Chargé de redresser une équipe dangereusement proche de la zone rouge, Puel a reçu un message clair du président Jean-Pierre Rivère et du vice-président Maurice Cohen : terminer la saison de manière éclatante. Dans le cas contraire, la direction pourrait se tourner vers un autre profil en fin de saison, avec notamment le nom de Ruben Amorim, actuellement à Manchester United, déjà évoqué en interne.

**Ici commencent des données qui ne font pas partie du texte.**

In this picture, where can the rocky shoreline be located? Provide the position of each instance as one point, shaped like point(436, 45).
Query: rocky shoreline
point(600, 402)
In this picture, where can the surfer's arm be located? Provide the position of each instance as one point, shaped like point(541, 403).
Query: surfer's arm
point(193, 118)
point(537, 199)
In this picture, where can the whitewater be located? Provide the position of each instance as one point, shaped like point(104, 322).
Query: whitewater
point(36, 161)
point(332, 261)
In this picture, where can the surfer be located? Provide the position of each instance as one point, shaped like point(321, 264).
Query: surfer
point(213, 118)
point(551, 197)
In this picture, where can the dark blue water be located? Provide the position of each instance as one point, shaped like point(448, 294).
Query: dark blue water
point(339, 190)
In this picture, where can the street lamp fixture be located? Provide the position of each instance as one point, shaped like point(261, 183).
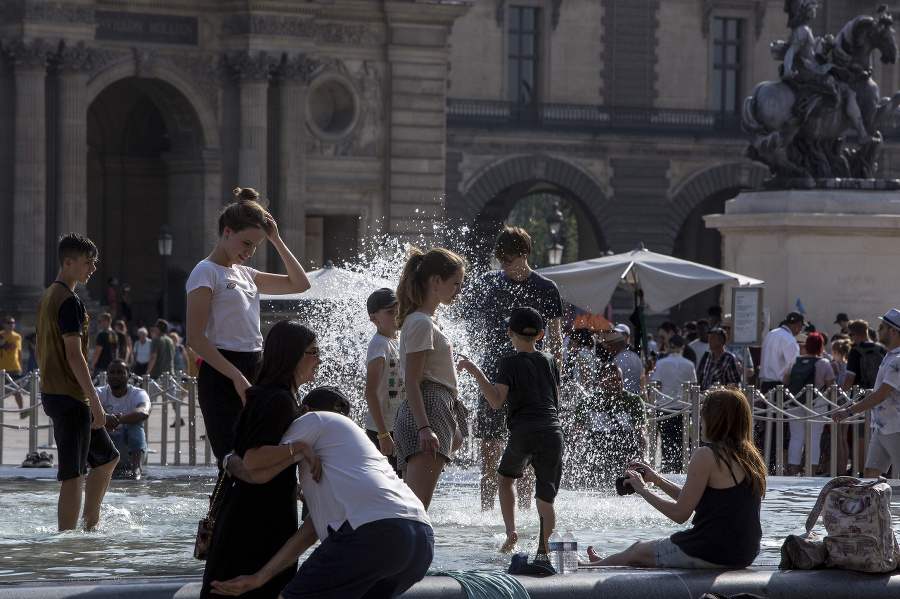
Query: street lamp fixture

Mais pour l’instant, le discours est sans détour :
« Concentrons-nous sur le football », a insisté Puel. « Avant d’espérer mieux, il faut remonter au classement, s’éloigner du danger et bien faire les choses simples. »
POURQUOI MAINOO ?

Dès ses premiers jours en poste, Claude Puel a identifié un besoin criant d’équilibre, de maîtrise et de personnalité au milieu de terrain. Kobbie Mainoo répond à tous ces critères. Calme sous pression, tactiquement intelligent et déjà rompu aux exigences du très haut niveau, l’international anglais est perçu comme un joueur capable d’élever immédiatement le niveau collectif tout en s’inscrivant dans la vision du club.
Selon des sources proches du dossier, Puel a personnellement insisté pour sa venue, convaincu que son sens du jeu et du collectif correspondent à ses principes fondamentaux :
« Quand le collectif est fort, l’individu peut s’épanouir. »
Mainoo devrait s’intégrer rapidement, épaulé par un staff que Puel connaît et en qui il a une totale confiance, avec Julien Sablé comme adjoint principal, César Arghirudis à l’analyse vidéo et Benoît Delaval à la performance.
UN GROUPE DÉJÀ EN RÉPONSE
Les premiers signes sont encourageants : le message de Claude Puel commence déjà à porter ses fruits. Pour leur premier match de 2026, les Niçois ont affiché caractère et cohésion lors d’un match nul (1-1) face à Strasbourg, une équipe annoncée comme candidate à l’Europe. Nommé capitaine par Puel, Morgan Sanson a montré l’exemple, tandis que le jeune Everton Pereira s’est distingué pour ses premières minutes professionnelles au milieu.
La rencontre a également mis en lumière l’impact immédiat d’une autre recrue hivernale : Elye Wahi, prêté par l’Eintracht Francfort. Entré à la pause, l’attaquant a signé des débuts de rêve en égalisant d’une frappe puissante et précise, incarnant parfaitement l’intensité voulue par son entraîneur.
« Nous avons rencontré un joueur très motivé et déterminé à tout donner pour le Gym », déclarait Maurice Cohen à propos de Wahi — des mots qui pourraient tout aussi bien s’appliquer à Mainoo.
PRESSION, MAIS AUSSI CONFIANCE

Claude Puel ne se fait aucune illusion sur la difficulté de la mission. Six mois, c’est court, et les attentes sont élevées. Mais son calme, son expérience et son refus de céder aux effets de mode contrastent dans un championnat de plus en plus dominé par l’urgence du résultat.
« J’ai toujours travaillé pour les joueurs et pour les clubs, pas pour ma carrière », a-t-il rappelé. « Cette maturité est un avantage. »
Avec l’arrivée de Kobbie Mainoo dans un effectif qui retrouve peu à peu unité, intensité et confiance, l’OGC Nice parie sur un savant mélange d’expérience, de jeunesse et de valeurs collectives pour inverser la tendance.
Le message est limpide : moins de bruit, plus de football. Et avec Mainoo pour donner le tempo, le renouveau niçois semble déjà en marche.